New Unit-cell Elements for Perforated Dielectric Transmitarray

In the recent years the interest for Transmitarrays (TA) antennas increases, since they represents a good solution for obtaining high gain and beam steering, with a configuration that coupled the advantages of lenses and planar arrays. Among the different possible technological solution adopted for the realization of a Transmitarray, a particularly convenient seems to be the one adopting a perforated dielectric layer: the resulting antenna is characterized by ease of manufacturing, that could be done also adopting a 3D additive manufacturing technique, low cost, low profile and low losses.

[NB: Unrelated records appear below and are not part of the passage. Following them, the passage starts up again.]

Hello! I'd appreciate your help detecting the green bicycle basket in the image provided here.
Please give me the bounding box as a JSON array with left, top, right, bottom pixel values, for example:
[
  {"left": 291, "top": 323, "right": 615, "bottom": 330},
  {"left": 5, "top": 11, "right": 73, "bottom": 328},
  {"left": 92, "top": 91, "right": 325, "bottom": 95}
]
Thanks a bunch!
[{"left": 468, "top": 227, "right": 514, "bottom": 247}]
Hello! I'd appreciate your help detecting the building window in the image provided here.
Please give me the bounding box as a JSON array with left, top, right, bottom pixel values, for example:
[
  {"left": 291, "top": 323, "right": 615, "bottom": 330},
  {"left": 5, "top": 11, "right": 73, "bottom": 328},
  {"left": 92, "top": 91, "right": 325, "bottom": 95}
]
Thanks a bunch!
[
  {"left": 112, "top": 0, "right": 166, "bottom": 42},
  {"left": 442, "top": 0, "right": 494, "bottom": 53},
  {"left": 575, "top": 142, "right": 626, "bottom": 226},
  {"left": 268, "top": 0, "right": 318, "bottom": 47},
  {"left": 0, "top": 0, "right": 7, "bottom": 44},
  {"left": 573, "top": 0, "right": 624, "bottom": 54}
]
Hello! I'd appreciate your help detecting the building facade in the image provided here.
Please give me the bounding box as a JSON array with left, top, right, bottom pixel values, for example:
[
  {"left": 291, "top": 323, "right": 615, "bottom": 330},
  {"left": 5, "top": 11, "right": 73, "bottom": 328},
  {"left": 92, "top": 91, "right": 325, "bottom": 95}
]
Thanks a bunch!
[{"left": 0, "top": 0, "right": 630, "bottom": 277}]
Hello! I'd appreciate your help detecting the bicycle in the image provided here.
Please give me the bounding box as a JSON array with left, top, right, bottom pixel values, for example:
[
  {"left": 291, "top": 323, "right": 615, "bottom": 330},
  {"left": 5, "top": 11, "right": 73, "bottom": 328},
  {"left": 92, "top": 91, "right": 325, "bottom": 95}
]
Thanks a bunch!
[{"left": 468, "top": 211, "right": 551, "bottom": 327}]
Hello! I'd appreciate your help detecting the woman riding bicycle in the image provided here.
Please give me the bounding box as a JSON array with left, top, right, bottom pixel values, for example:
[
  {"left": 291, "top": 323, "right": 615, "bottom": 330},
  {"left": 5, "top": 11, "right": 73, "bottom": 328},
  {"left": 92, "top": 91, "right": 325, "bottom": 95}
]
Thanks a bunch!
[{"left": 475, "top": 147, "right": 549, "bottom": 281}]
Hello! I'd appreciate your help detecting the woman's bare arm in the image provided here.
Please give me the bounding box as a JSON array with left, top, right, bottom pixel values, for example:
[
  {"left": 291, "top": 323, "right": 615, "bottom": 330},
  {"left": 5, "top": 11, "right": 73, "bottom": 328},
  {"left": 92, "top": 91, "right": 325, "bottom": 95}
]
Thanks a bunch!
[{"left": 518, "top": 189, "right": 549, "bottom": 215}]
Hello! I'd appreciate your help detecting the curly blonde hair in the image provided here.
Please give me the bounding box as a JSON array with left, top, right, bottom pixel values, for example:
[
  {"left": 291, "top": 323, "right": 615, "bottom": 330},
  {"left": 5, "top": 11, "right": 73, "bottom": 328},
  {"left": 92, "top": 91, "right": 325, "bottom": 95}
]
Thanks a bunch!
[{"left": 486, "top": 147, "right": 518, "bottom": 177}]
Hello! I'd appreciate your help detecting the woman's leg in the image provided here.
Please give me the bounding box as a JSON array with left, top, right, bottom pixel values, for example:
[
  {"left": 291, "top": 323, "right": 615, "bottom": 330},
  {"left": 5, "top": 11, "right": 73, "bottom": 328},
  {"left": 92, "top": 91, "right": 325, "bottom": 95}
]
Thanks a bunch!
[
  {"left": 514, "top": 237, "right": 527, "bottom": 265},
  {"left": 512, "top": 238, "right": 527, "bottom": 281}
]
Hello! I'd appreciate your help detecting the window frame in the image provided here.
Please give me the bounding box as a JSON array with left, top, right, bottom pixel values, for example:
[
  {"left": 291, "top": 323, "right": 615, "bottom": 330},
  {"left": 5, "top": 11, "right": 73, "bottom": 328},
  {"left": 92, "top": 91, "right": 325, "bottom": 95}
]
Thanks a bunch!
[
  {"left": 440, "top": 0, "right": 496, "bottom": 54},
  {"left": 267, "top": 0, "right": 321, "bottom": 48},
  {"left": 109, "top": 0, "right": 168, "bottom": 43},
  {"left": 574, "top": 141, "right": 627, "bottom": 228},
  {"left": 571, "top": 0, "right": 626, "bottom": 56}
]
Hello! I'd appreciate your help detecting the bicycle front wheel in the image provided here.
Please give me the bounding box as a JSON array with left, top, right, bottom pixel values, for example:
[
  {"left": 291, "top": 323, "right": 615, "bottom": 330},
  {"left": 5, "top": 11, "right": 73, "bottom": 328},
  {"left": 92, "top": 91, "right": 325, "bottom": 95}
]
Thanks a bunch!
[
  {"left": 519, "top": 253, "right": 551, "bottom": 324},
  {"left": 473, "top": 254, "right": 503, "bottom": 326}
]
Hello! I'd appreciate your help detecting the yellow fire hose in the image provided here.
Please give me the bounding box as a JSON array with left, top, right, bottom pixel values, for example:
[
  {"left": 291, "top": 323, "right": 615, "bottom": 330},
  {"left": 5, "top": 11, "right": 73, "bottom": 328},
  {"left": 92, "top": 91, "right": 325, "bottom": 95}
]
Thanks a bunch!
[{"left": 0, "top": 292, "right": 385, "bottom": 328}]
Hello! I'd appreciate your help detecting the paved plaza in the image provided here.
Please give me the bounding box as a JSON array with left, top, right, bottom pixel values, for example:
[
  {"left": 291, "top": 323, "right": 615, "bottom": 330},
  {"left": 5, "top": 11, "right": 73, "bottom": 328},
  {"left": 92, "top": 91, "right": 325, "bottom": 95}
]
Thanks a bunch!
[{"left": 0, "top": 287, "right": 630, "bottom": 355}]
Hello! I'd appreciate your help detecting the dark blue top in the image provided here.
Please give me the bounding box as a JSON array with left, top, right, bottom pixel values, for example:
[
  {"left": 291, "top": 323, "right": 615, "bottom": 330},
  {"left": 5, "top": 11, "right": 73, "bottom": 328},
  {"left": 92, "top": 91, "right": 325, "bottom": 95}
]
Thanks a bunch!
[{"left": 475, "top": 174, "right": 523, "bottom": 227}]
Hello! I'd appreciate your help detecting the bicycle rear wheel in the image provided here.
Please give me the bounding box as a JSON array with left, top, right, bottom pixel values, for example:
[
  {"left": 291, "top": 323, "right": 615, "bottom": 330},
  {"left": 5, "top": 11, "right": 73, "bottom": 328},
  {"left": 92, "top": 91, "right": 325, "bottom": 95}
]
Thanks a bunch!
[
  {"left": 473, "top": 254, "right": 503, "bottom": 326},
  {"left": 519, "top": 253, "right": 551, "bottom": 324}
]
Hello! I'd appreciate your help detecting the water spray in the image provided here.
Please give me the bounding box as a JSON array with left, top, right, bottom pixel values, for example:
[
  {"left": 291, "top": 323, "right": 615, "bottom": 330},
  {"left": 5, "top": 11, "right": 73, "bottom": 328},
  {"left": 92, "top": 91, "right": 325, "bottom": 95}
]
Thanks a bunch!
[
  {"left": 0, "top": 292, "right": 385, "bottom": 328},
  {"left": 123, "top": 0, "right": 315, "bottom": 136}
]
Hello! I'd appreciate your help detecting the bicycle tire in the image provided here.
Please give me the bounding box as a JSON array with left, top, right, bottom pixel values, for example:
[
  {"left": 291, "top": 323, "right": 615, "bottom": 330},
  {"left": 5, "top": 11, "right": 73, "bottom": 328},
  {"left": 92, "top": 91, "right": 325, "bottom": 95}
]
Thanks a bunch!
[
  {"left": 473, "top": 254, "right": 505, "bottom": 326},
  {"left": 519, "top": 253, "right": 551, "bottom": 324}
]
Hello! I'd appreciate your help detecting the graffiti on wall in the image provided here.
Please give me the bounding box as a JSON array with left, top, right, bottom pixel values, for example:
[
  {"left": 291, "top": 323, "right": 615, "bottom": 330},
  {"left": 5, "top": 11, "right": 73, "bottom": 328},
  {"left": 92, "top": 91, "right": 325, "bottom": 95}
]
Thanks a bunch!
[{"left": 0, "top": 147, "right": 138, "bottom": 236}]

The idea behind the realization of a perforated dielectric TA is that of locally changing the phase of the transmission coefficient properly acting on the size of the hole in the dielectric, through which it is possible to control the effective dielectric constant of the substrate, maintaining the S21 amplitude as much as it is possible close to 1 . Different solutions have been presented in literature, aimed to improve the performances of the transmitting layer, playing with the shape and the number of hole in each unit-cell and/or the number of dielectric layers. In fact it was notice that increasing the number of layers, and especially adding one layer on each side of the transmitting one acting as a sort of matching element between the unit cell of the TA and the air, the antenna performances increase (M.Wang, S. Xu, F. Yang and M. Li, 2016 IEEE Int. Symposium on Antennas and Propag. and URSI/USNC National Radio Science Meeting). Starting from these considerations, here a new type of unit-cell has been introduced: it consist in a three layer structure, where a square hole is drilled in the center of the unit-cell of the middle layer and its size d is used to control the phase of the transmission coefficient, while in the upper and lower layers the hole has a linearly tapered shape. The structure has been designed to work in E-band and the adopted dielectric material has a dielectric constant εr = 6.15. The unit cell has been simulated with CST using the infinite array method. The variation of the amplitude and phase of S21 with d is plotted in Fig.1. These results show that, while the phase variation covers a range even larger than 360°, the amplitude of S21 has minimum variations, confined between -0.7 and -0.2 dB. Results on the design and analysis of an entire TA adopting this type of unit-cell will be provided at the Conference.